A four-item, Likert-type scale is used to measure a person's willingness to follow a physician's advice.

This is a two-item, six-point Likert-type scale that measures the strength of one's motivation to stay at home rather than go out. The scale was referred to as limited activity by Rahtz, Sirgy, and Meadow (1989).

Four, six-point statements are used to measure the situation-specific (rather than enduring) importance of a college to a person. The object in the Arora (1982) study was a university and he developed and tested Stapel, Likert, and semantic differential versions of the scale.

This is a six-point, Likert-type scale that measures how active one is with social work in the local community. Some versions of the scale measure aspects of volunteering in general. See also Schnaars and Schiffman (1984).
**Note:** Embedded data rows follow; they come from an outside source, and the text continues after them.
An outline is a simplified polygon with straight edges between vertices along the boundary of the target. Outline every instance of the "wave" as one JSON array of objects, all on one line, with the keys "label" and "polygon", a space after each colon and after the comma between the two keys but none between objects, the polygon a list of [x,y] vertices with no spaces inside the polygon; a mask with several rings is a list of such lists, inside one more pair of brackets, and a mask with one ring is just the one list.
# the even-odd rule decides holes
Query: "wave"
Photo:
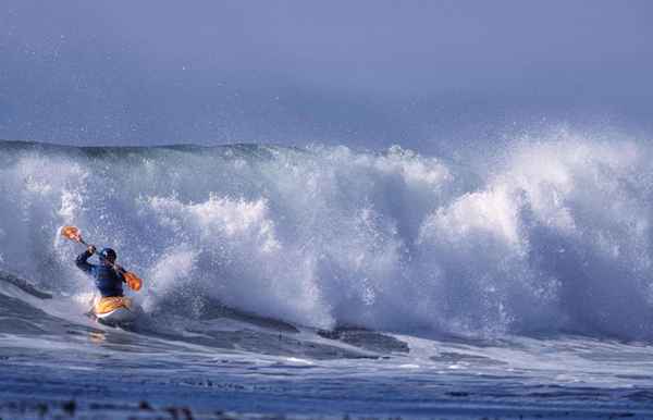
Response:
[{"label": "wave", "polygon": [[557,133],[477,158],[2,141],[0,269],[88,293],[57,236],[75,224],[146,279],[149,312],[653,337],[651,147]]}]

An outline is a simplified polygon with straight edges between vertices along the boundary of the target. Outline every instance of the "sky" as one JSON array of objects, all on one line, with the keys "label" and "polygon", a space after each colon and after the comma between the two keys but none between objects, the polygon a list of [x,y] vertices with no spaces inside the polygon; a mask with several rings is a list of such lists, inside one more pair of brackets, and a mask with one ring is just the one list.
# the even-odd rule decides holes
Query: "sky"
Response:
[{"label": "sky", "polygon": [[653,2],[0,0],[0,138],[383,148],[653,133]]}]

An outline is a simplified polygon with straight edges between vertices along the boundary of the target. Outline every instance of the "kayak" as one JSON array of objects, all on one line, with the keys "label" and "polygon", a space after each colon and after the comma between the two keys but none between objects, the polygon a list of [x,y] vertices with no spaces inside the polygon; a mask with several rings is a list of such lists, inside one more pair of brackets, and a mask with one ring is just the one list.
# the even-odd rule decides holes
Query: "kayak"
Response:
[{"label": "kayak", "polygon": [[102,297],[97,300],[93,312],[98,322],[109,325],[128,324],[136,320],[136,307],[124,296]]}]

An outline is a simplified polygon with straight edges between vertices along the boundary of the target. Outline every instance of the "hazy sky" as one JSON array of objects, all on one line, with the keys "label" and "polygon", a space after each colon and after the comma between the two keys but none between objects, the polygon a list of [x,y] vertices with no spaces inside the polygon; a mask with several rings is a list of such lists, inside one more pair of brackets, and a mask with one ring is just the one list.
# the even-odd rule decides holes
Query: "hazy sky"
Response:
[{"label": "hazy sky", "polygon": [[646,0],[0,0],[0,138],[382,147],[540,121],[646,132],[652,22]]}]

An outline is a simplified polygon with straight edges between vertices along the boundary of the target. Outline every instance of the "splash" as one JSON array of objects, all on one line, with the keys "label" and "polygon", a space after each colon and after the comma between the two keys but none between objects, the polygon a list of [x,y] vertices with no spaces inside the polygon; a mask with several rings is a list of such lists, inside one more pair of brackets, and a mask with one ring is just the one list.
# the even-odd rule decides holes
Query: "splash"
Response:
[{"label": "splash", "polygon": [[5,143],[0,264],[87,293],[79,249],[54,238],[75,224],[146,277],[149,311],[178,301],[181,316],[226,305],[316,328],[650,338],[651,157],[569,133],[479,168],[396,146]]}]

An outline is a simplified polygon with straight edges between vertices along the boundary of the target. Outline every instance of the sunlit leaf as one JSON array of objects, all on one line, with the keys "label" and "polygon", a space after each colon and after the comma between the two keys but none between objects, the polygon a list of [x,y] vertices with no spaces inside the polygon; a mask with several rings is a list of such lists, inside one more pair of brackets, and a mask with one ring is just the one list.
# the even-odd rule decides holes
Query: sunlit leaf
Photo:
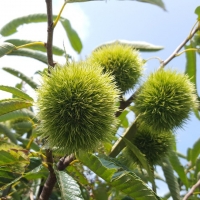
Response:
[{"label": "sunlit leaf", "polygon": [[79,160],[117,190],[137,200],[160,199],[149,187],[130,171],[116,165],[109,157],[79,154]]},{"label": "sunlit leaf", "polygon": [[10,92],[13,95],[18,96],[18,97],[20,97],[22,99],[33,101],[32,97],[30,97],[28,94],[26,94],[22,90],[19,90],[19,89],[15,88],[15,87],[0,85],[0,90],[6,91],[6,92]]},{"label": "sunlit leaf", "polygon": [[196,159],[198,158],[199,154],[200,154],[200,139],[198,139],[194,143],[193,148],[191,149],[191,161],[193,165],[196,163]]},{"label": "sunlit leaf", "polygon": [[0,133],[8,137],[11,142],[17,144],[17,140],[16,137],[14,136],[14,133],[12,133],[10,129],[2,123],[0,123]]},{"label": "sunlit leaf", "polygon": [[147,51],[147,52],[149,52],[149,51],[159,51],[159,50],[163,49],[162,46],[156,46],[156,45],[153,45],[153,44],[150,44],[150,43],[147,43],[147,42],[142,42],[142,41],[115,40],[115,41],[106,42],[106,43],[98,46],[94,51],[96,51],[99,48],[102,48],[104,46],[112,45],[114,43],[127,45],[127,46],[130,46],[133,49],[137,49],[137,50],[139,50],[141,52],[143,52],[143,51],[144,52],[145,51]]},{"label": "sunlit leaf", "polygon": [[[37,41],[32,41],[32,40],[19,40],[19,39],[9,39],[6,40],[5,42],[9,42],[14,44],[15,46],[21,46],[24,44],[28,44],[28,43],[33,43],[33,42],[37,42]],[[33,45],[33,46],[28,46],[26,48],[32,49],[32,50],[37,50],[37,51],[42,51],[42,52],[46,52],[47,49],[45,46],[41,46],[41,45]],[[52,47],[53,50],[53,54],[54,55],[58,55],[58,56],[62,56],[65,52],[63,49],[53,46]]]},{"label": "sunlit leaf", "polygon": [[180,200],[180,189],[177,182],[177,178],[175,177],[174,170],[167,158],[163,159],[161,167],[163,169],[165,179],[173,200]]},{"label": "sunlit leaf", "polygon": [[0,44],[0,57],[7,55],[11,53],[15,49],[15,45],[4,42],[3,44]]},{"label": "sunlit leaf", "polygon": [[14,120],[14,119],[18,119],[18,118],[27,118],[33,122],[38,121],[33,112],[31,112],[28,109],[22,109],[22,110],[16,110],[16,111],[1,115],[0,122],[4,122],[7,120]]},{"label": "sunlit leaf", "polygon": [[55,170],[63,200],[83,200],[77,182],[66,172]]},{"label": "sunlit leaf", "polygon": [[31,50],[31,49],[26,49],[26,48],[18,49],[18,50],[12,51],[8,55],[9,56],[25,56],[25,57],[33,58],[47,64],[46,54],[40,53],[39,51]]},{"label": "sunlit leaf", "polygon": [[63,28],[65,29],[65,31],[67,33],[67,37],[68,37],[73,49],[76,52],[80,53],[83,46],[82,46],[82,43],[81,43],[81,40],[80,40],[78,34],[71,27],[70,21],[68,19],[60,18],[60,22],[63,25]]},{"label": "sunlit leaf", "polygon": [[38,84],[35,83],[32,79],[24,75],[22,72],[17,71],[15,69],[9,68],[9,67],[3,67],[3,70],[6,72],[20,78],[22,81],[26,82],[28,85],[30,85],[33,89],[36,89],[38,87]]},{"label": "sunlit leaf", "polygon": [[0,34],[2,36],[9,36],[9,35],[12,35],[13,33],[16,33],[17,28],[20,25],[29,24],[29,23],[46,22],[46,21],[47,21],[46,14],[33,14],[33,15],[19,17],[8,22],[6,25],[4,25],[0,30]]},{"label": "sunlit leaf", "polygon": [[195,14],[197,14],[198,16],[198,19],[200,19],[200,6],[198,6],[196,9],[195,9]]},{"label": "sunlit leaf", "polygon": [[32,105],[33,103],[30,101],[17,98],[0,100],[0,116]]}]

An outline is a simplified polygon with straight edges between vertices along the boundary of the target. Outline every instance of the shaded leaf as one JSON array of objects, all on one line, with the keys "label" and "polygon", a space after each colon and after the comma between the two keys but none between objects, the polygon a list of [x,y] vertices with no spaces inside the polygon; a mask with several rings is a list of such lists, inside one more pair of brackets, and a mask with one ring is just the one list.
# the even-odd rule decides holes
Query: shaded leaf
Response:
[{"label": "shaded leaf", "polygon": [[46,178],[48,176],[48,169],[45,168],[43,165],[39,165],[35,169],[31,170],[24,174],[24,178],[27,180],[36,180],[39,178]]},{"label": "shaded leaf", "polygon": [[6,137],[10,139],[11,142],[17,144],[17,140],[14,136],[14,133],[12,133],[10,129],[2,123],[0,123],[0,133],[3,133]]},{"label": "shaded leaf", "polygon": [[27,119],[32,120],[33,122],[37,122],[37,119],[34,113],[28,109],[16,110],[16,111],[1,115],[0,122],[18,119],[18,118],[27,118]]},{"label": "shaded leaf", "polygon": [[83,46],[82,46],[82,43],[81,43],[81,40],[80,40],[78,34],[71,27],[70,21],[68,19],[60,18],[60,22],[63,25],[63,28],[65,29],[65,31],[67,33],[67,37],[68,37],[73,49],[76,52],[80,53]]},{"label": "shaded leaf", "polygon": [[[33,43],[33,42],[36,42],[36,41],[9,39],[9,40],[6,40],[5,42],[12,43],[15,46],[21,46],[21,45],[28,44],[28,43]],[[47,51],[46,47],[45,46],[41,46],[41,45],[28,46],[28,47],[25,47],[25,48],[29,48],[29,49],[37,50],[37,51],[42,51],[42,52],[46,52]],[[65,53],[64,50],[62,50],[61,48],[56,47],[56,46],[53,46],[52,50],[53,50],[53,54],[54,55],[58,55],[58,56],[62,56]]]},{"label": "shaded leaf", "polygon": [[79,172],[76,166],[74,165],[69,165],[67,167],[67,172],[69,173],[70,176],[72,176],[75,180],[77,180],[79,183],[83,185],[88,185],[88,180],[84,176],[83,173]]},{"label": "shaded leaf", "polygon": [[200,154],[200,138],[194,143],[193,148],[191,150],[192,165],[195,165],[199,154]]},{"label": "shaded leaf", "polygon": [[161,167],[163,169],[165,179],[173,200],[180,200],[180,189],[177,182],[177,178],[175,177],[174,170],[167,158],[163,159]]},{"label": "shaded leaf", "polygon": [[11,53],[14,49],[15,45],[8,42],[4,42],[0,45],[0,57]]},{"label": "shaded leaf", "polygon": [[47,56],[43,53],[40,53],[39,51],[35,51],[35,50],[31,50],[31,49],[18,49],[15,51],[12,51],[10,54],[8,54],[10,56],[25,56],[25,57],[29,57],[29,58],[34,58],[38,61],[41,61],[45,64],[47,64]]},{"label": "shaded leaf", "polygon": [[32,105],[30,101],[17,98],[0,100],[0,116],[15,110],[28,108]]},{"label": "shaded leaf", "polygon": [[55,170],[63,200],[83,200],[77,182],[66,172]]},{"label": "shaded leaf", "polygon": [[10,92],[17,97],[21,97],[22,99],[33,101],[32,97],[30,97],[28,94],[24,93],[22,90],[19,90],[15,87],[0,85],[0,90]]},{"label": "shaded leaf", "polygon": [[129,140],[127,140],[126,138],[123,138],[123,137],[122,137],[122,139],[126,143],[127,147],[133,152],[133,154],[140,161],[140,163],[144,167],[144,169],[147,170],[147,173],[150,177],[150,180],[153,183],[154,182],[153,181],[154,180],[153,172],[151,170],[151,167],[150,167],[145,155],[134,144],[132,144]]},{"label": "shaded leaf", "polygon": [[137,200],[160,199],[138,176],[117,166],[109,157],[79,154],[79,160],[109,185],[130,197]]},{"label": "shaded leaf", "polygon": [[161,7],[163,10],[166,10],[165,5],[162,0],[136,0],[136,1],[150,3],[150,4]]},{"label": "shaded leaf", "polygon": [[129,113],[128,110],[124,110],[121,115],[118,117],[118,119],[120,120],[121,125],[124,128],[128,128],[129,127],[129,122],[128,122],[128,118],[126,117],[126,115]]},{"label": "shaded leaf", "polygon": [[109,41],[106,42],[100,46],[98,46],[94,51],[98,50],[99,48],[102,48],[104,46],[109,46],[112,45],[113,43],[117,44],[122,44],[122,45],[127,45],[132,47],[133,49],[137,49],[141,52],[150,52],[150,51],[159,51],[162,50],[162,46],[156,46],[147,42],[141,42],[141,41],[127,41],[127,40],[115,40],[115,41]]},{"label": "shaded leaf", "polygon": [[176,171],[176,173],[178,174],[178,176],[181,179],[181,181],[183,182],[183,184],[186,186],[186,188],[188,188],[189,187],[188,178],[184,171],[183,165],[181,164],[181,162],[178,159],[176,152],[172,151],[170,153],[169,160],[171,162],[173,169]]},{"label": "shaded leaf", "polygon": [[9,68],[9,67],[3,67],[3,70],[6,72],[20,78],[22,81],[26,82],[28,85],[30,85],[33,89],[36,89],[38,87],[38,84],[35,83],[32,79],[21,73],[20,71],[17,71],[15,69]]}]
This is a six-item, seven-point Likert-type scale measuring the amount of time, effort, and/or money a consumer perceives were put into making a transaction with a car dealer.

This five-item, five-point Likert-type scale is used to measure the degree to which a parent reports buying several specific products for his/her child when the child asks for them.

A seven-item, seven-point Likert-type scale is used to measure the degree to which a person reports him/herself liking to try new and/or different brands rather than sticking with the same brand all the time. This is basically the opposite of brand loyalty.

This four-item, six-point Likert-type scale appears to measure one's lack of self esteem due to poor health, loneliness, and/or physical immobility.